There are many different ways to clean brass candlesticks with many different items, including some staples you already have. Here's what you'll need for each method we have listed below.

Method One: Warm Water and Gentle Soap

  • Magnet
  • Warm water
  • Gentle soap
  • Lint-free cloth


Method Two: Ketchup

  • Ketchup
  • Warm water
  • Lint-free cloth


Method Three: Baking Soda and Lemon

  • Baking soda
  • Lemon juice
  • Small bowl
  • Warm water
  • Lint-free cloth
how to clean brass candlesticks bedroom

Ashley Montgomery Design

How To Clean Brass Candlesticks

There isn't just one way to clean a brass candlestick. Rather, just as there are many types of brass candlesticks, there are many ways to clean them too. Rather not DIY? You can also clean your candlesticks with a commercial brass cleaner, or take them to a professional.

Method One: Warm Water and Gentle Soap

Not all brass candlesticks are 100% brass—some are simply brass-plated. To see if your candlesticks are brass-plated, place a magnet on them. If the magnet sticks, your candlesticks are brass-plated. Additionally, your brass can also be lacquered, meaning there is a clear coat of lacquer on top of the brass to keep it shiny. If either of these are case, it's important to clean the candlesticks especially gently, as any harsh abrasives can remove the plating or lacquer.

An easy cleaning solution for brass-plated or lacquered candlesticks is a mixture of warm water and a few drops of gentle soap. Using a lint-free cloth, gently rub the mixture onto the candlesticks then wipe and dry it off.

how to clean brass candlesticks fireplace

Brexton Cole Interiors

Method Two: Ketchup

The acidity of the tomatoes in ketchup make them tough on tarnishes, and you can use ketchup to clean brass (but not brass-plated) candlesticks. You can also use tomato paste instead of ketchup, but whatever you do: remember to remove the tomato sauce after it sits, or risk sticky candlesticks.

To clean candlesticks with ketchup, rub a small amount of ketchup onto the candlesticks and let it sit for 30 minutes to an hour. Then, wipe off with warm water and buff dry. Afterwards, you should be left with a tarnish-free candlestick.

Method Three: Baking Soda and Lemon

This tried-and-true cleaning combo also works for brass candlesticks. Use it on fully brass, non-lacquered candlesticks, as this cleaning method is abrasive and can damage plating or lacquer. And don't rub the paste on too hard, as baking soda is very abrasive and can leave scratches on brass.
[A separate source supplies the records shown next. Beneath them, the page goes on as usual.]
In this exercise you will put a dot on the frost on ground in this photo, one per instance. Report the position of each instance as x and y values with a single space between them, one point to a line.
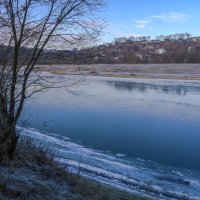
34 175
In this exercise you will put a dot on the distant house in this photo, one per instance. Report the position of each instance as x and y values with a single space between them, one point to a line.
160 51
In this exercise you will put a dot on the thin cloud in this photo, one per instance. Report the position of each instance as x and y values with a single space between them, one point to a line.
173 17
141 23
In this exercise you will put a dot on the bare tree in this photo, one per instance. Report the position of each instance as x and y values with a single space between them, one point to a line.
27 29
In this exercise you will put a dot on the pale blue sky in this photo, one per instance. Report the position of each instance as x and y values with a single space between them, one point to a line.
151 17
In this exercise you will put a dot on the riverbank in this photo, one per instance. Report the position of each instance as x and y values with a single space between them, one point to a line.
35 175
153 71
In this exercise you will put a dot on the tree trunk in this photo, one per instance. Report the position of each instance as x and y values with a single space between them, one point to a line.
8 136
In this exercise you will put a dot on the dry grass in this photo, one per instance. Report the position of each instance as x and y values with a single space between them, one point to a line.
34 174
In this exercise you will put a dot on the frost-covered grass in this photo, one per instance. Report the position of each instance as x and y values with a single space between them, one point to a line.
34 174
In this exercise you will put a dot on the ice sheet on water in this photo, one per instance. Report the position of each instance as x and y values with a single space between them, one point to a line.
135 175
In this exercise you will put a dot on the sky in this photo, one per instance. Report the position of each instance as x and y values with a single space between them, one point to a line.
150 18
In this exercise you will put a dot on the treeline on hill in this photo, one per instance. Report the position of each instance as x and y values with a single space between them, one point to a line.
168 51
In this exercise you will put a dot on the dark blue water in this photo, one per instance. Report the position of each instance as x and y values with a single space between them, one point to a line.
148 119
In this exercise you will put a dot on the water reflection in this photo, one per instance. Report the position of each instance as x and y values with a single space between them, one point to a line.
178 90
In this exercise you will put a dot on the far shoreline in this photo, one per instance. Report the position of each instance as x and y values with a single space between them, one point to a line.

To clean brass candlesticks with lemon and baking soda, first mix three tablespoons of lemon juice with two teaspoons of baking soda to create a paste. Gently rub the paste onto the candlesticks and let sit for 30 minutes. Then, like the ketchup method, wipe off with a damp cloth and buff dry.

How To Keep Brass Candlesticks Clean Longer

Prevention is the first defense against stained and tarnished candlesticks—don't make more work for yourself down the road by neglecting to do (a little bit of) work along the way. First thing's first—remember to clean off excess wax that may have fallen on your candlestick after you use it.
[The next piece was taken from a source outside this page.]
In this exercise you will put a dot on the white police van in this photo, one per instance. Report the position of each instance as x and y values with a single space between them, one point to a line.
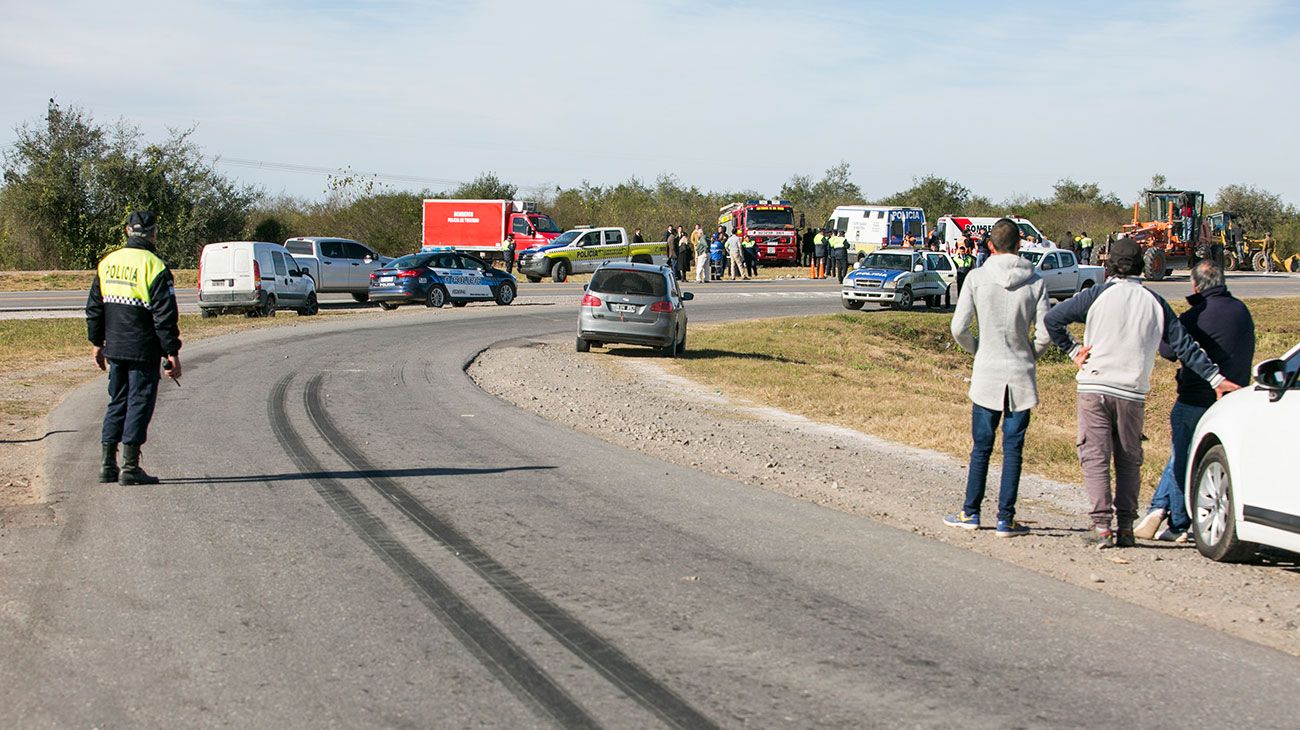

Consider the placement of your candlesticks. If you place them in an area that gets dusty quickly (like the bathroom or kitchen), you'll have to clean them far more often.
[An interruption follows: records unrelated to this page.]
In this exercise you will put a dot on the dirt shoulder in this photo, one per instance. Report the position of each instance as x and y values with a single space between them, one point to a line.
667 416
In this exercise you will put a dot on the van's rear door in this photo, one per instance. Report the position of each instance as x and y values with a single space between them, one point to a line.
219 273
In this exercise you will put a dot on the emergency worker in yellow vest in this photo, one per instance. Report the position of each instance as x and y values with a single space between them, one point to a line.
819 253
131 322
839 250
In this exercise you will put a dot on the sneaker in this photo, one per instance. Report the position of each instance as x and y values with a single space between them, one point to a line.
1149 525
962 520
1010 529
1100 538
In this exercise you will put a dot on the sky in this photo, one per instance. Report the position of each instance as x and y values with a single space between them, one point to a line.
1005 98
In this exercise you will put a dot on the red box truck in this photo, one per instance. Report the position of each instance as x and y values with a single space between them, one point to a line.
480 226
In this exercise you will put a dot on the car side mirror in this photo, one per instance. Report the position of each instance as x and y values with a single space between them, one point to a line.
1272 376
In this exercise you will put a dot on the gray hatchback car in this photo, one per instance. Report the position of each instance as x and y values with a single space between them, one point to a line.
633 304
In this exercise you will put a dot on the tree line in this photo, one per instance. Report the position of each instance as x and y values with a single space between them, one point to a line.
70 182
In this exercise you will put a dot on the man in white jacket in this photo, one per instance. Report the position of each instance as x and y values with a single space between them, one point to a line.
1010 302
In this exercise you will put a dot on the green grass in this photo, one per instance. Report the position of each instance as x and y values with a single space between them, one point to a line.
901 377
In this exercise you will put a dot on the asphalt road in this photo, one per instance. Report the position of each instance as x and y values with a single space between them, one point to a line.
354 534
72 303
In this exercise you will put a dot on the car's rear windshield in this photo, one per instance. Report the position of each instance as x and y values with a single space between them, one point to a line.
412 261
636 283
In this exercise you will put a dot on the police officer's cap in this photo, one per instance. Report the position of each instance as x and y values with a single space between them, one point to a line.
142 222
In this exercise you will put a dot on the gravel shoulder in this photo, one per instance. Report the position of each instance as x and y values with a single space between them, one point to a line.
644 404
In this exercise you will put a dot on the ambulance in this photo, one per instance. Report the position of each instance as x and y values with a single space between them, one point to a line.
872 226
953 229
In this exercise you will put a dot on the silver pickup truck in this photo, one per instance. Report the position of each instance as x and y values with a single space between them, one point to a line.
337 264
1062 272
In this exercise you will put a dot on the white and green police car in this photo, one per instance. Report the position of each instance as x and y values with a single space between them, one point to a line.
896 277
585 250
Another easy way to keep brass candlesticks clean longer is regular dusting. A quick run-down with a lint-free cloth can remove and dirt and prevent them from building up over time.

You can also keep candlesticks clean with mineral oil. Rub just a little bit of mineral oil onto your candlesticks to bring out brass's natural shine and slow down oxidization. Another way to do the same thing is by applying a small amount of car wax, then buffing excess off. Car wax, like mineral oil, provides an additional protective element against dirt and grime.

Looking for a tarnish prevention method that's truly low-maintenance? Consider lacquer. Getting your candlesticks lacquered professionally can keep them staying shiny and grime-free year after year.